Building a RAG pipeline that doesn't hallucinate
Retrieval-augmented generation is deceptively easy to prototype and surprisingly hard to make trustworthy. The demo works on day one; the hallucinations show up in week three. Here's the architecture I've landed on for keeping a RAG system honest about what it actually knows.
The problem with naive RAG
The default recipe — embed a query, pull the top k chunks, stuff them into the prompt — optimizes for similarity, not relevance. Those are not the same thing. A chunk can be semantically close to the question and still contain nothing that answers it, and the model will happily paper over the gap with something plausible.
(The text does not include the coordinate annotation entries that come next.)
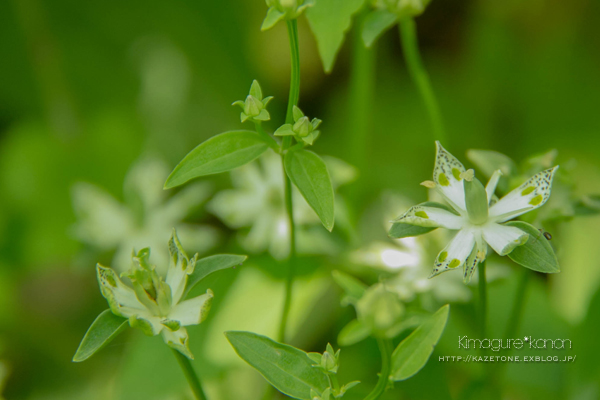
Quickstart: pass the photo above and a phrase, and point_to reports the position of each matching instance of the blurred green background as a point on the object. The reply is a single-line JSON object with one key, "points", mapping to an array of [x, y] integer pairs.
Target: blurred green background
{"points": [[88, 89]]}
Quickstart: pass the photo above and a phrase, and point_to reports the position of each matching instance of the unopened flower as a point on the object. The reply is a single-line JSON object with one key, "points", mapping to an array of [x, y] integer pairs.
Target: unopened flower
{"points": [[475, 213], [155, 304]]}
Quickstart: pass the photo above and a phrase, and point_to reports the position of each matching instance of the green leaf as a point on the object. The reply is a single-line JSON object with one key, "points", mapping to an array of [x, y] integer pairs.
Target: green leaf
{"points": [[309, 173], [353, 288], [536, 254], [208, 265], [488, 161], [220, 153], [287, 368], [401, 230], [329, 21], [104, 329], [375, 24], [353, 332], [413, 352]]}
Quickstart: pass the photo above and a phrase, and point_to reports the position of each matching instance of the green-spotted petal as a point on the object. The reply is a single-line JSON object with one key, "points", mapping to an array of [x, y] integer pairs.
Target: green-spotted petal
{"points": [[431, 217], [446, 175], [455, 254], [529, 196], [192, 311], [503, 239]]}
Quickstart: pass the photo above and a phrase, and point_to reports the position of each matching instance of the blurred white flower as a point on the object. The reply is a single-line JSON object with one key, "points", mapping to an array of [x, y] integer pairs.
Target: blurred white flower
{"points": [[257, 202], [146, 219]]}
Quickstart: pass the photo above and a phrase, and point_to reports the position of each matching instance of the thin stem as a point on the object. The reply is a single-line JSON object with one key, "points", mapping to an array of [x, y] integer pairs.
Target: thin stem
{"points": [[482, 301], [287, 141], [190, 375], [410, 47], [385, 347]]}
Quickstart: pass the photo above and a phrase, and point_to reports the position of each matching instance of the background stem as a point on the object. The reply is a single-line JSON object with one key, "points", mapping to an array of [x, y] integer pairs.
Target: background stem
{"points": [[410, 47], [190, 375], [385, 347], [287, 141]]}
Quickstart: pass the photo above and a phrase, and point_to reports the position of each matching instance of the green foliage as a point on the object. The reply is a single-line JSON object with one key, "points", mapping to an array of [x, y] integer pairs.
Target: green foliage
{"points": [[412, 353], [287, 368], [537, 253], [329, 21], [218, 154], [309, 174], [103, 330]]}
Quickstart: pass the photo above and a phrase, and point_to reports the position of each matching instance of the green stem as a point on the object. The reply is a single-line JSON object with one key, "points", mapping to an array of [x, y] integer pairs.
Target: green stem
{"points": [[190, 375], [482, 301], [287, 141], [410, 47], [385, 347]]}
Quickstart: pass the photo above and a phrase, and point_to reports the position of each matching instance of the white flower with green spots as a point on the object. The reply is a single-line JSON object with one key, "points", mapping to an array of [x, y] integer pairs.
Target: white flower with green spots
{"points": [[157, 305], [475, 213]]}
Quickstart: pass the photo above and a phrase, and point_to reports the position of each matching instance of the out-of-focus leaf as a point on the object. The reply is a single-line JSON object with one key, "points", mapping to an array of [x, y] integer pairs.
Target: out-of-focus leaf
{"points": [[536, 254], [375, 24], [309, 173], [287, 368], [208, 265], [329, 21], [220, 153], [353, 332], [104, 329], [413, 352]]}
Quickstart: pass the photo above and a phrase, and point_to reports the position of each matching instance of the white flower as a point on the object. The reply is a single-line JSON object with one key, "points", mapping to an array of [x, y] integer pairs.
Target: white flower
{"points": [[157, 305], [475, 213], [145, 220]]}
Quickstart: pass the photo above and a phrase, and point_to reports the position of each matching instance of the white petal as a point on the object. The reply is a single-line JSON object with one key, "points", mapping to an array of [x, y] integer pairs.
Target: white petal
{"points": [[478, 255], [529, 196], [178, 340], [503, 239], [120, 297], [192, 311], [446, 174], [432, 217], [490, 188], [455, 254]]}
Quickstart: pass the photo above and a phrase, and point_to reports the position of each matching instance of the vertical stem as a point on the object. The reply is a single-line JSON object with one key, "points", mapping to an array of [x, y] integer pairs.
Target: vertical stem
{"points": [[385, 347], [190, 375], [482, 301], [287, 141], [410, 47]]}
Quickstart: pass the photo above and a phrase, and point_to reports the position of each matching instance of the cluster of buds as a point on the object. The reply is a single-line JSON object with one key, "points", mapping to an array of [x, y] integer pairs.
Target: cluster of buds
{"points": [[303, 129], [284, 9], [254, 108]]}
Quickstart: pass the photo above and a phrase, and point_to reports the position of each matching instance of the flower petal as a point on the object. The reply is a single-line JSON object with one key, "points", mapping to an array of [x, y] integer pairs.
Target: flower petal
{"points": [[178, 340], [529, 196], [446, 174], [192, 311], [121, 298], [478, 254], [503, 239], [431, 217], [455, 254]]}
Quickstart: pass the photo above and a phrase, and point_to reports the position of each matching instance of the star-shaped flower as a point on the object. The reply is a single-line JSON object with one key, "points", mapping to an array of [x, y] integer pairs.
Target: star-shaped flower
{"points": [[157, 305], [474, 212]]}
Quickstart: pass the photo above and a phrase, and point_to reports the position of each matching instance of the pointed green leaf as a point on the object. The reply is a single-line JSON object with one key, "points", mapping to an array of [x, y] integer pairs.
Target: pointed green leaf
{"points": [[375, 24], [329, 21], [413, 352], [220, 153], [208, 265], [309, 173], [104, 329], [401, 230], [287, 368], [537, 253], [353, 332]]}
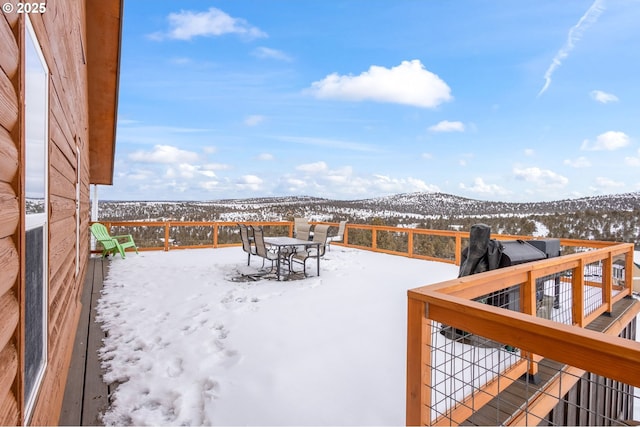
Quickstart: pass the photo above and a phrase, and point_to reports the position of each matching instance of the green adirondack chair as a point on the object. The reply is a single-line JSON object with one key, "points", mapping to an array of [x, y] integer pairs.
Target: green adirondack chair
{"points": [[112, 244]]}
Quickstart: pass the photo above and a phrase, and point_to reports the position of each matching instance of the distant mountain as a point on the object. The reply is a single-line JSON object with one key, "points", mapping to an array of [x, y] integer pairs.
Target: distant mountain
{"points": [[611, 217], [407, 204]]}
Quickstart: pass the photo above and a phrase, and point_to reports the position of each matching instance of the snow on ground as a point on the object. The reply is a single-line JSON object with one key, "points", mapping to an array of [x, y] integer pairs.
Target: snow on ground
{"points": [[191, 346]]}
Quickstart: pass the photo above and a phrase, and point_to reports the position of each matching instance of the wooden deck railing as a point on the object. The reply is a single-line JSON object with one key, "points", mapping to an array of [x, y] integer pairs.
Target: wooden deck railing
{"points": [[457, 303], [588, 269], [435, 245]]}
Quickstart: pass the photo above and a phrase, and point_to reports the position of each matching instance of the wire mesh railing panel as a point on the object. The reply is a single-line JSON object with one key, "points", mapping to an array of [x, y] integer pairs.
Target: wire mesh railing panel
{"points": [[477, 381], [190, 236], [434, 246], [144, 236], [576, 398], [593, 283], [463, 365], [554, 297]]}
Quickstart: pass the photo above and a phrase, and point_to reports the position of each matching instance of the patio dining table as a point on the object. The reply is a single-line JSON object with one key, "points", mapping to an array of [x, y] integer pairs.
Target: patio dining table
{"points": [[290, 244]]}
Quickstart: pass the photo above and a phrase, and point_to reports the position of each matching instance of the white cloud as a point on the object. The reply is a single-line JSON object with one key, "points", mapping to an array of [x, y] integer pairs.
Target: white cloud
{"points": [[265, 156], [603, 97], [186, 25], [387, 184], [409, 83], [313, 167], [580, 162], [633, 161], [182, 170], [268, 53], [447, 126], [326, 142], [608, 183], [541, 177], [250, 182], [607, 141], [254, 120], [575, 34], [215, 166], [480, 187], [164, 154]]}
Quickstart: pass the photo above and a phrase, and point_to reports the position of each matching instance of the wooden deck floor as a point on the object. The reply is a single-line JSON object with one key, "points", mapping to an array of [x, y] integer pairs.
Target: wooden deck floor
{"points": [[86, 395]]}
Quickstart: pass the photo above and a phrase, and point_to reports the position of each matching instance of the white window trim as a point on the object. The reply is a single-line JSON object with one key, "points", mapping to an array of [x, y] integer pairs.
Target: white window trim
{"points": [[37, 220]]}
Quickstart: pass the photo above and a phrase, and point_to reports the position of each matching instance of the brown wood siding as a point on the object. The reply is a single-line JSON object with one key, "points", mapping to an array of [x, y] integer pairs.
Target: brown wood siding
{"points": [[61, 33], [9, 222], [68, 43]]}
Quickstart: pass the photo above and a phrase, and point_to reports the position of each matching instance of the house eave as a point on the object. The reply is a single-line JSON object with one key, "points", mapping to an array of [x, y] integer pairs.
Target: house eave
{"points": [[104, 40]]}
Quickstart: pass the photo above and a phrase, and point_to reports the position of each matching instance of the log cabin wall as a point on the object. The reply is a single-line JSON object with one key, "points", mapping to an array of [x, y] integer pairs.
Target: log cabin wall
{"points": [[10, 222], [61, 34]]}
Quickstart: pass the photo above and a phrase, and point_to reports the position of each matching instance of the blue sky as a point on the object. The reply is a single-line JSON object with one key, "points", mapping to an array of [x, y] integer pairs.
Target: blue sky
{"points": [[496, 100]]}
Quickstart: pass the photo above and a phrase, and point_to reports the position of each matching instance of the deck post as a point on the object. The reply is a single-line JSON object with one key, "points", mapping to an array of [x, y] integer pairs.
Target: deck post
{"points": [[418, 405], [577, 289], [458, 254], [607, 282], [410, 244], [166, 236], [529, 306]]}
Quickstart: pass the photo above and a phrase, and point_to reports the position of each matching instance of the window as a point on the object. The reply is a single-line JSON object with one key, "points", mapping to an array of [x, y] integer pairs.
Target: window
{"points": [[36, 111]]}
A model asked to answer from irrelevant context won't say "I don't know." It will invent. Your job is to make silence the easier path.
The architecture
I treat retrieval as three distinct stages, each with a job the others can't do. Over-fetch broadly, then aggressively narrow before anything reaches the model.
- Retrieve wide — pull 8–12 candidates with hybrid (dense + keyword) search.
- Rerank hard — a cross-encoder scores each candidate against the query; keep the top 3–4.
- Ground the answer — verify every claim is supported before returning it.
Grounding checks
The last stage is the one most pipelines skip. After generation, I check that the response is actually entailed by the retrieved context — if it isn't, the system abstains instead of guessing.
def answer(query):
docs = retriever.search(query, k=8)
docs = reranker.rank(query, docs)[:4]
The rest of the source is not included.